Rigid polyurethane foams of significant renewable content (up to 50%) were produced using biomass biopolyols obtained previously via crude-glycerol mediated solvothermal liquefaction of three industrial biomass residue feedstocks: digested sewage sludge, hemp stalk hurds and sugar beet pulp (DSS, HSH and SBP), and commercial diphenylmethane diisocyanate. The produced foams exhibited higher apparent densities 43–160 kg/m³ and compressive strengths 34–254 kPa compared to tested commercial analogues. Varying foam formulation isocyanate-to-hydroxyl group ratios and blending biomass biopolyols with blank crude glycerol biopolyols led to lighter and less strong products. Blank crude glycerol and DSS biopolyol foams exhibited slowest water absorption rates.

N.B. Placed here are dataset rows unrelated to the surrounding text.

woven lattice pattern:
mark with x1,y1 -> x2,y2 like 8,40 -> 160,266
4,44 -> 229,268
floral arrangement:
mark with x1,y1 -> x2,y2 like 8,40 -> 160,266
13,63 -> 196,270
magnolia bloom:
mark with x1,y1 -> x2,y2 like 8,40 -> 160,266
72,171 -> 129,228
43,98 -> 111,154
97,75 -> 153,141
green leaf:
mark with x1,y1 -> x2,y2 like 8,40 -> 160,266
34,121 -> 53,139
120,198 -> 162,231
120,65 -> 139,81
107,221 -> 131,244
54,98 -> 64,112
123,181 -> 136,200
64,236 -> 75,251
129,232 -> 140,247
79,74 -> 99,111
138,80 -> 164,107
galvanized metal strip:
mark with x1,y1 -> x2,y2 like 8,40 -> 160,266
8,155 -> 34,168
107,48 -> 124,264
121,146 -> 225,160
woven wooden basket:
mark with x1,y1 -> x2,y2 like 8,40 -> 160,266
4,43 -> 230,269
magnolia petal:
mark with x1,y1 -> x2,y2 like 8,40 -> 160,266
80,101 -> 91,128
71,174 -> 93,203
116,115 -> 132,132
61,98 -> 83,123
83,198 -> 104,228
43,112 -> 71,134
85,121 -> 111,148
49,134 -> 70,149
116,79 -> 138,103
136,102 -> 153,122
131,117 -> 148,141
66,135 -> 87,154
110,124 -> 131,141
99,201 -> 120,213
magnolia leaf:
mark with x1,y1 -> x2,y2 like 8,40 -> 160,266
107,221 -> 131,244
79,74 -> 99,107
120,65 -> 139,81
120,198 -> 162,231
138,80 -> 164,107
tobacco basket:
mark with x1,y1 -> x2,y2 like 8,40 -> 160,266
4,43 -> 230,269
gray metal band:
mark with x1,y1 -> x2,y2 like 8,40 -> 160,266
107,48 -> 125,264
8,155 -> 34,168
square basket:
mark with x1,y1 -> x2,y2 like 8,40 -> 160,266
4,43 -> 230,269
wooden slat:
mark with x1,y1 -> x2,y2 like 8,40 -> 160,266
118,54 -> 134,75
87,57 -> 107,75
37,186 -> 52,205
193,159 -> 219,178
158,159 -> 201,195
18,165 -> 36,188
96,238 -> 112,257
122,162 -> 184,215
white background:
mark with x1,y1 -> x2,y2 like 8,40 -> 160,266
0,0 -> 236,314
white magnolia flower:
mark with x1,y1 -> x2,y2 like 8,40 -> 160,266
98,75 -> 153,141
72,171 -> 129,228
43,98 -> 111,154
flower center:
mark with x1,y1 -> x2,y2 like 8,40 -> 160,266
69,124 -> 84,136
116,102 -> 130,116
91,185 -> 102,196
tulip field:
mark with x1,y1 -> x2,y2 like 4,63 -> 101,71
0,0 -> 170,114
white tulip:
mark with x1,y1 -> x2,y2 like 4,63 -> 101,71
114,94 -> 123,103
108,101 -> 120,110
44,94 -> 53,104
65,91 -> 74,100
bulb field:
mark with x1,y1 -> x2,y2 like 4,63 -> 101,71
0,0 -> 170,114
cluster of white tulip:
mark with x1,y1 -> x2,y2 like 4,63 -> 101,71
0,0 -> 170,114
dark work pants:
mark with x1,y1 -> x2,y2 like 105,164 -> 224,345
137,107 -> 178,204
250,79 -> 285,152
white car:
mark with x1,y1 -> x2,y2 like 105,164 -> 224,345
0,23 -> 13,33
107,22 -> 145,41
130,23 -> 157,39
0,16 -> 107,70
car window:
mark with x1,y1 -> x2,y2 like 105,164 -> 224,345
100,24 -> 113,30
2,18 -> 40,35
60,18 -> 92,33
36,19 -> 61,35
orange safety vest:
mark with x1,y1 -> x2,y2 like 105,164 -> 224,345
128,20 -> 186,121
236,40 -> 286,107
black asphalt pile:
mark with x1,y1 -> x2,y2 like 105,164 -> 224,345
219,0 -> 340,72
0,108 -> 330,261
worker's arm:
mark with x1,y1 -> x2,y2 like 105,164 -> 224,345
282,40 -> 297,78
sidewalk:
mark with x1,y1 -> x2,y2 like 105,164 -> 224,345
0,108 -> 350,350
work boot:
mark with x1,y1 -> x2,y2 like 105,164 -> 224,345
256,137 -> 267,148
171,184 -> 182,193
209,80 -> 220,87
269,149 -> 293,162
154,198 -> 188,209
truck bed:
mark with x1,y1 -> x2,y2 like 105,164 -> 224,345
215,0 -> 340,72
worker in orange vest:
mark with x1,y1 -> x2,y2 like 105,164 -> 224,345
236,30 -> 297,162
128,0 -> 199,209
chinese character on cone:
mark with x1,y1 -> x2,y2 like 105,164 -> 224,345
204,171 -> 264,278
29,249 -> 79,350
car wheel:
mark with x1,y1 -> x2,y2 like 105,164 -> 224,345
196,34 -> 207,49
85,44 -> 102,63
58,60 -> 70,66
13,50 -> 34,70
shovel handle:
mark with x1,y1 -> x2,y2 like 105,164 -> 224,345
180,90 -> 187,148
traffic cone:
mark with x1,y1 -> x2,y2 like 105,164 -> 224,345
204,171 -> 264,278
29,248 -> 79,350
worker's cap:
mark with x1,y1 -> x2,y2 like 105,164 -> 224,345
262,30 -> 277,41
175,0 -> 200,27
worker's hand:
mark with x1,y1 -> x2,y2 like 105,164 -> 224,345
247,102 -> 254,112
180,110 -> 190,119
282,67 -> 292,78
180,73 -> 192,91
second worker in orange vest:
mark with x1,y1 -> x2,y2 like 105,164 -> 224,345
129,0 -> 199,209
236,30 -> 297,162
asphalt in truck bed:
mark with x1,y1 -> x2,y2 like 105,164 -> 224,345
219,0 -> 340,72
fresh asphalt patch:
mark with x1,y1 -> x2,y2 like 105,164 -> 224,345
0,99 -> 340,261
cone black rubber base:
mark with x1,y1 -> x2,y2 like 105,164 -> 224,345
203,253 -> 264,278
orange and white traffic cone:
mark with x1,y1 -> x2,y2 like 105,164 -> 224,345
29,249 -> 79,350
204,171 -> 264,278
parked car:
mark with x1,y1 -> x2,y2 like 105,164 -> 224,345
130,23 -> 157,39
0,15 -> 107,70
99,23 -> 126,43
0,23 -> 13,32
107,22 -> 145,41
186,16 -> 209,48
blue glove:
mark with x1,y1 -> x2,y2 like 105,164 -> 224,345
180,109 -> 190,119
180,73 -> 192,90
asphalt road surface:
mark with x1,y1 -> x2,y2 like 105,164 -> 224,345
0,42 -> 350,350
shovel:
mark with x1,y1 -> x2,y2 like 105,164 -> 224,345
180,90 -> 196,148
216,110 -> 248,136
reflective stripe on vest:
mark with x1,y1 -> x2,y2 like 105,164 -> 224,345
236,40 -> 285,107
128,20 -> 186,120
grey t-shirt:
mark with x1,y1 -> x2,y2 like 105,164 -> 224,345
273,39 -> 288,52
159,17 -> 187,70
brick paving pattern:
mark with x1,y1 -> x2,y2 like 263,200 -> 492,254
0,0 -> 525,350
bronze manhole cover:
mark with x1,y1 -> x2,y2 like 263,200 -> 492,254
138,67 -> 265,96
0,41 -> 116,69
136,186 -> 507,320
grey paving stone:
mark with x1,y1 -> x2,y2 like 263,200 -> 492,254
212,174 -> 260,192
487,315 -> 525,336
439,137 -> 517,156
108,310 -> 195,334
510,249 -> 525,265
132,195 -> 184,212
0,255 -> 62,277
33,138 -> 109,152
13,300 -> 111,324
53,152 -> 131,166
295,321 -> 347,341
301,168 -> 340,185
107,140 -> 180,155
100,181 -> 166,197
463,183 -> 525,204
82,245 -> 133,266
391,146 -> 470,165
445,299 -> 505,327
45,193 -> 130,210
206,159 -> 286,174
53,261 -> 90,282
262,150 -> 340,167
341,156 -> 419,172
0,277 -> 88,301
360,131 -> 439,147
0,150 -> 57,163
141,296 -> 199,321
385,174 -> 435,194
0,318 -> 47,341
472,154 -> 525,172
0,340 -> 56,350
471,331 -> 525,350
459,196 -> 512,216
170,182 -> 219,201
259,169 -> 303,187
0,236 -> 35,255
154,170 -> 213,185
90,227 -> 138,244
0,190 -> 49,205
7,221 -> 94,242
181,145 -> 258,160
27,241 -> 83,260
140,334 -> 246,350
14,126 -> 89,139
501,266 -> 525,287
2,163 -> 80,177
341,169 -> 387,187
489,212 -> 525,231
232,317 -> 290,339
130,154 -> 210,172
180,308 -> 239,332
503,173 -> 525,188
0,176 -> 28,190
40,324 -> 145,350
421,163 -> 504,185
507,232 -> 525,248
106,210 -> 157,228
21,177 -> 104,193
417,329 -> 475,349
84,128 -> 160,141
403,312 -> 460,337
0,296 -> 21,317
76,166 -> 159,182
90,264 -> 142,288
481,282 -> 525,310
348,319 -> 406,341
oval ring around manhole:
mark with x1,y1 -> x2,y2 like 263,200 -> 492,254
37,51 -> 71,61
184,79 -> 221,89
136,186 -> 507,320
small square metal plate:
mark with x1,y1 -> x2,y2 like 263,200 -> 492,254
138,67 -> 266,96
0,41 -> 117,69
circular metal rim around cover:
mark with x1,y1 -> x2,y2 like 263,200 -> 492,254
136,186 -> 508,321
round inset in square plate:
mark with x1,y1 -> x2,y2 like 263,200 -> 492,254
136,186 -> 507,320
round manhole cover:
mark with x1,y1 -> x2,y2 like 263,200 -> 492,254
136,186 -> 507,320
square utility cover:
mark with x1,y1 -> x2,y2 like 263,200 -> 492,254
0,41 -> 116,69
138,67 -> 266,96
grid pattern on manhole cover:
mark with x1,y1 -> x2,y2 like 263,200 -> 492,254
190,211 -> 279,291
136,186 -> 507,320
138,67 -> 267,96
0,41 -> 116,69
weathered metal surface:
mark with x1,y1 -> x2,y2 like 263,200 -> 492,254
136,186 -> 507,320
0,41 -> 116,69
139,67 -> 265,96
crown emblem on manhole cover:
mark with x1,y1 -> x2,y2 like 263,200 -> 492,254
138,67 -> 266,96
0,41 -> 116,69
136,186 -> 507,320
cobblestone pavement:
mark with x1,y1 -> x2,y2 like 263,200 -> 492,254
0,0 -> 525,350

Biopolyol foams exhibited higher thermal stability and the non-flame retarded foams showed lower potential for fire spread due to lower pyrolysis gas combustion heat release rates and total released amounts of heat. In terms of fire toxicity, biopolyol foams are suspected to be slightly less toxic than typical commercial PU rigid foams (CO and HCN yields of 172.2 and 6.19 mg/g, respectively), still generating significant amounts of irritant smoke in under-ventilated flaming fire scenarios. The products were stable dimensionally (below 1% elongation) and moderately biodegradable (specific rates of 0.25–0.53%/month). Overall, the foams produced show promise as sustainable alternatives in applications such as domestic construction filler foams, where low density is not crucial but fire safety is of utmost importance.

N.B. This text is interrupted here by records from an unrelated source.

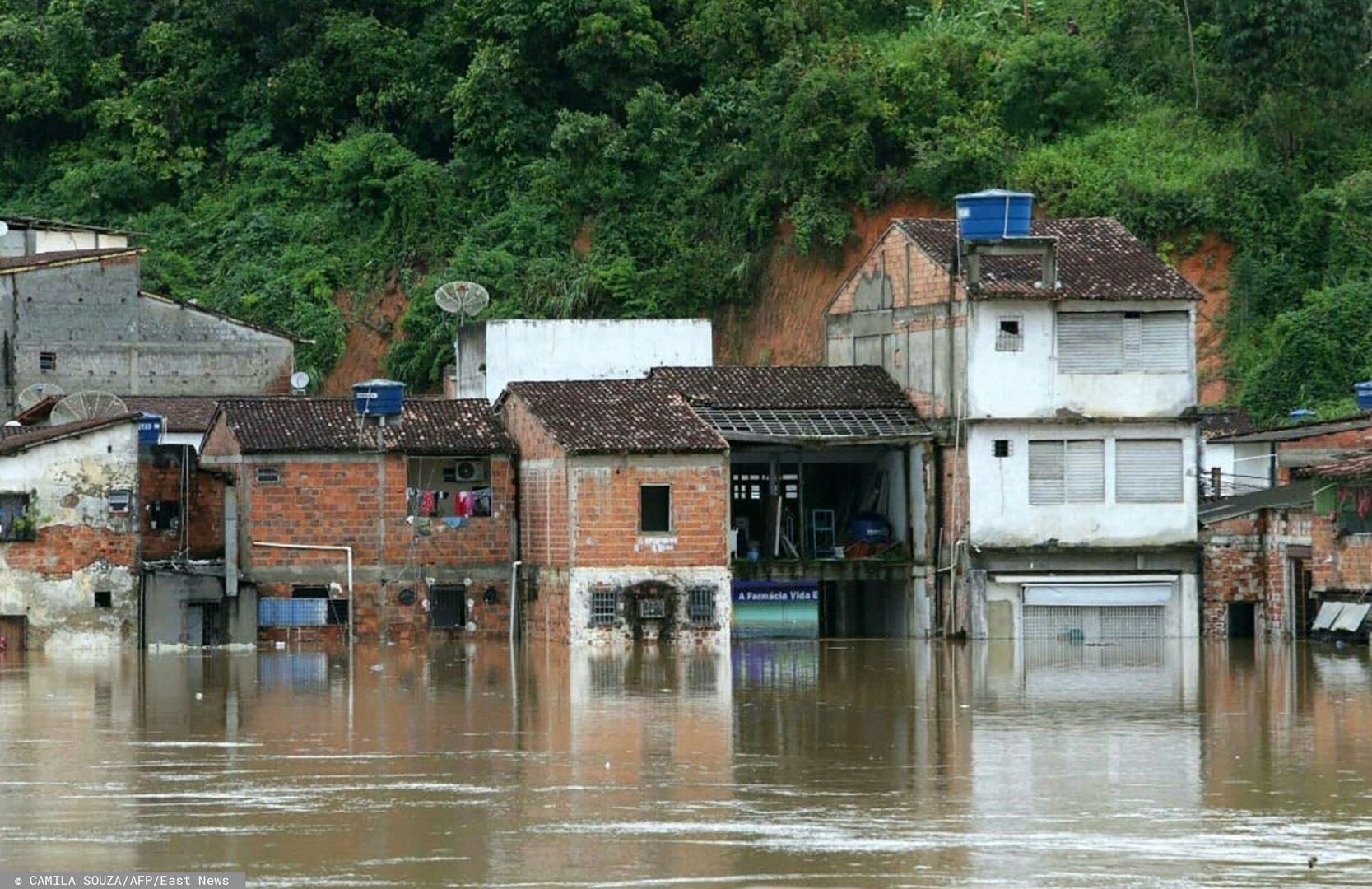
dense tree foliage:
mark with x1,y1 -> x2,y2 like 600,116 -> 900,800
0,0 -> 1372,417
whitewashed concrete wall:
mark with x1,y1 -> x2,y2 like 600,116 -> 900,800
457,319 -> 714,401
0,422 -> 138,652
967,299 -> 1197,418
967,421 -> 1197,547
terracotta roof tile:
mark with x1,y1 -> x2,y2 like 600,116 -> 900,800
895,218 -> 1201,300
649,366 -> 909,410
506,380 -> 728,454
220,397 -> 513,454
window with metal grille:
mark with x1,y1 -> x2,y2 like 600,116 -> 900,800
638,484 -> 672,533
430,583 -> 467,630
591,589 -> 619,627
1029,439 -> 1106,506
1115,439 -> 1183,504
686,587 -> 715,626
996,315 -> 1025,351
1058,311 -> 1191,373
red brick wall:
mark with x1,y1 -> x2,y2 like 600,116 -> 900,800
572,454 -> 728,568
138,449 -> 225,561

使用先前通过粗甘油介导的三种工业生物质残渣原料的溶剂热液化获得的生物质生物多元醇，生产出具有可再生含量高（高达50％）的硬质聚氨酯泡沫塑料：消化的污水污泥，大麻茎秆和甜菜浆（DSS，HSH和SBP）和商用二苯基甲烷二异氰酸酯。产生的泡沫表现出更高的表观密度43–160 kg / m ³与经测试的商业类似物相比，其抗压强度为34–254 kPa。改变泡沫配方中异氰酸酯与羟基的比例，以及将生物质生物多元醇与空白的粗制甘油生物多元醇混合，可生产出重量更轻，强度更低的产品。空白的粗甘油和DSS生物多元醇泡沫的吸水率最慢。生物多元醇泡沫表现出较高的热稳定性，而非阻燃泡沫由于较低的热解气体燃烧放热率和总释放热量而显示出较低的着火可能性。就着火毒性而言，怀疑生物多元醇泡沫的毒性比典型的商用PU硬质泡沫（CO和HCN分别产生172.2 mg / g和6.19 mg / g的量），在通风不足的明火情况下仍会产生大量刺激性烟雾。产品尺寸稳定（伸长率低于1％），可生物降解程度适中（比重为0.25-0.53％/月）。总体而言，所生产的泡沫在诸如家用建筑填充泡沫等应用中显示出可作为可持续替代品的潜力，在这些应用中，低密度不是至关重要的，但防火安全至关重要。